52 Ancestors …. Week 11.

Topic: Brick Wall.

Was the Rev. John Johnston married twice?

My GG Uncle John Johnston (1831-1909) married Benjamina “Jessie” Leckie (1833 – ?) in Glasgow when he was 24 and she was 22, according to the forms of the United Presbyterian Church. Soon after the birth of their first child less than a year later, they moved to Edinburgh where John studied for the Congregational Ministry at the Edinburgh Theological Hall. This was a little surprising seeing the Johnstons were mostly strong Presbyterians with several Reverends among the immediate family.

John and Jessie had five children between 1857 and 1863, all born in Scotland – Edinburgh (two) and then Stirlingshire (two). The last one, a little daughter named Jane, lived for less than a year. She was born in Pitsligo, Aberdeenshire.



Some time after that the family moved to Stoke Newington in London where John was the Congregationalist Minister at the Abney Park Memorial Church. Another child was born in 1874, eleven years after Jane. A surprise!

The 1871 Census was checked – and John had declared himself a “widower”. There was no doubt the Census entry was for the correct family, according to the address given. So, was John’s youngest child, born three years after this Census, by a different mother also named Jessie (who maiden surname was not given)? Unless the first Jessie was away from home at the time and the Census taker made an incorrect assumption about John being a widower?

A transcript of the birth certificate for the 1874-born child gave the information that the mother’s maiden surname was Will, but no christian name given. It could easily have been Wills, Mill(s), etc as is the nature of transcriptions.

Surprisingly a possible marriage was found, for a John Johnston to Susan Mills, in Isleworth, London on 8 January 1865. (No indication of whether this John was a Reverend). John’s last child with his first wife was born in October 1863 and died in February 1864 in Pitligo, Aberdeenshire. Was this the correct John Johnston? Isleworth (in the South West West) and Stoke Newington (in the North), while both within the area known as ‘Greater London’, are 25 km apart which would have been a far greater distance in those days than is considered now. However, John’s living children at that time would have been aged 8, 6, 5 and 3 – definitely children in need of a mother!

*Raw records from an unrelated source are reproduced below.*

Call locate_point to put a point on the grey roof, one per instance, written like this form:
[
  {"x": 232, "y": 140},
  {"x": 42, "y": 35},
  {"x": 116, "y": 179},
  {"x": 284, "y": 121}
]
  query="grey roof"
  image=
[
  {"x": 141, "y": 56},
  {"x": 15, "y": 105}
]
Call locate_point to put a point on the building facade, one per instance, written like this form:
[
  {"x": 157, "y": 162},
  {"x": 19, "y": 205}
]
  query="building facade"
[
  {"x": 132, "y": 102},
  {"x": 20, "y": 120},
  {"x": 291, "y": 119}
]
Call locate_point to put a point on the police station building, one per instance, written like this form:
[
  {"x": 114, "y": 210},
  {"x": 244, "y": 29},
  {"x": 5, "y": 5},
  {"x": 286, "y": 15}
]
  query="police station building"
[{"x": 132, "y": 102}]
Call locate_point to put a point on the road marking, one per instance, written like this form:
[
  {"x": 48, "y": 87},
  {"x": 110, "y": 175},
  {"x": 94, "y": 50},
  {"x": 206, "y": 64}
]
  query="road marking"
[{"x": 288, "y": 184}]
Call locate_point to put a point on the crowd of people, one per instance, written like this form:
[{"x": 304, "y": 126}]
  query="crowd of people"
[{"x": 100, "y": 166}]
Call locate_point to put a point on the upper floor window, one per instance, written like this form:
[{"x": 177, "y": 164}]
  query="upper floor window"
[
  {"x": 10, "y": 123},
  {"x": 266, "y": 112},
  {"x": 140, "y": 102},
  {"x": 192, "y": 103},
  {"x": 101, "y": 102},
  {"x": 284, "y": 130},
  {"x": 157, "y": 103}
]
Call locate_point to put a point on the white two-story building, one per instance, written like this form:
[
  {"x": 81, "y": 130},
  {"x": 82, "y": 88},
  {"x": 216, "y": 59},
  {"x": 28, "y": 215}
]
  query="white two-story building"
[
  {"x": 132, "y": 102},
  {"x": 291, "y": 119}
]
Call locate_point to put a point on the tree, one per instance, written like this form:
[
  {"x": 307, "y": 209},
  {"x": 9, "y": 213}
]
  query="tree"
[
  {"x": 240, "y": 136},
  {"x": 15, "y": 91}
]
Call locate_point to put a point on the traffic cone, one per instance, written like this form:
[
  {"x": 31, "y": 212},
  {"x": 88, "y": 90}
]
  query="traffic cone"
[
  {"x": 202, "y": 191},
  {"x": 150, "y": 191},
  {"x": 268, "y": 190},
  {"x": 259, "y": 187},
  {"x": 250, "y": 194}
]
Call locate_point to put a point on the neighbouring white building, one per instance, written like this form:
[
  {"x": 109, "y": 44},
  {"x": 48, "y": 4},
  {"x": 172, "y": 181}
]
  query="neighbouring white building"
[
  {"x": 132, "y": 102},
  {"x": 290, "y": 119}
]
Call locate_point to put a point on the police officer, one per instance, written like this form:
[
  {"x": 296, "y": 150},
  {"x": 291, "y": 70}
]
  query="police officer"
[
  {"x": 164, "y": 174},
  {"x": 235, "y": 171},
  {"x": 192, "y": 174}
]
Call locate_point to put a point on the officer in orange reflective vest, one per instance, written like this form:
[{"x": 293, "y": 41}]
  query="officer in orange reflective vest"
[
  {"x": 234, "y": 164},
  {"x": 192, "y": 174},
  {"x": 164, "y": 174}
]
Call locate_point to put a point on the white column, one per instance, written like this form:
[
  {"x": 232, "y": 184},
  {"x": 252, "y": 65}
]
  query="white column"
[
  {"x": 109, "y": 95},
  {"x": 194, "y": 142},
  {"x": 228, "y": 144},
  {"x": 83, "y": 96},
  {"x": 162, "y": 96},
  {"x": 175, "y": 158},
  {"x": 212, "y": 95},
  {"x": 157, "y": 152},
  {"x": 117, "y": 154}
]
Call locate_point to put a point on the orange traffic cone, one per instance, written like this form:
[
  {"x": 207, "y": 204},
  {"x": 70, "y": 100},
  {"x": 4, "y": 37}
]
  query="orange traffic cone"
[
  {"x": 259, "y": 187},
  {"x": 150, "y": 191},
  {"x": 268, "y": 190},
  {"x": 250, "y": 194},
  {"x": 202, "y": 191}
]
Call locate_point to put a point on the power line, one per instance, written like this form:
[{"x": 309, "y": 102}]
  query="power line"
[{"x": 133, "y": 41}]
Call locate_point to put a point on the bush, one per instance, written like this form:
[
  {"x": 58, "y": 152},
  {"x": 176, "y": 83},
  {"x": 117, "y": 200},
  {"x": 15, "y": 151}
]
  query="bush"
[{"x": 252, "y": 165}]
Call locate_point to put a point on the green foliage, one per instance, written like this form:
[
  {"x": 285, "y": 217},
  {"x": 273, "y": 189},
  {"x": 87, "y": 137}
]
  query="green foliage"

But a further search recently has turned up a Jessie C. Will born about 1839 in Aberdeen to Thomas and Margaret Will, living in Hackney, London in 1871 with her parents – aged 32, unmarried, occupation not given. If this was the correct Jessie, she must have married John later in 1871 (the Censuses were usually taken early in the year). Hackney is very close to Stoke Newington.

I feel reasonably certain I have found the correct second wife, but all searches for a marriage have so far been negative.

52 Ancestors … Weeks 9 & 10, 1925.

Themes: Family Secret and Siblings.

I am behind with this series of 52 Ancestors but conveniently can combine two weeks’ stories into one!

I nearly missed recording the birth and death of my GGGrandparents’ fourth child, a little girl called Zebra Hunt who was born in November 1831 and died in July 1834 in Reading, Berkshire. As was common at the time, the death of a child was rarely if ever spoken about …. But I am still surprised that Zebra’s elder sister Elizabeth (aged 11 at the time Zebra was born) never spoke about her even much later in life. Elizabeth was a nurse and the Matron on an immigrant ship arriving in Australia in 1864. She would have seen her share of children’s deaths particularly as she later worked as an accoucheuse (midwife) in Sydney.

The name Zebra may have been a form of Ziporah, a popular name in Victorian times. Another form was Zillah. That was the name given to another distant cousin born in 1843, while yet another was Lizzie Zebra born 1863 (yes, Lizzie, not Elizabeth). The latter had several children including Elizabeth Stella born in 1903; she became a dancing teacher who styled herself “Estella Donalda Zebra Eugene Brown-de-Boshier”, Boshier being her mother Lizzie Zebra’s maiden surname.

Little Zebra only came to light when a cousin started to wonder where the name Zillah came from, and also noticed there was an almost five year gap between Zebra’s immediate siblings. Otherwise we would probably never have discovered her (My grateful thanks to Alison P. for her research in this regard).

Curiously, there was also a 4 year gap between the first two children – Elizabeth born in 1820 and Reuben in 1824 (the family moved from Worcestershire to Berkshire during that time, perhaps when father Thomas Hunt was seeking work); then 5 years until Emma appeared in 1829, followed by Zebra in Nov 1831 and then Mary Ann in October 1833 – and finally Edwin in 1937 who must have been quite a surprise as their mother, my namesake Nancy, would have been aged 47 by then.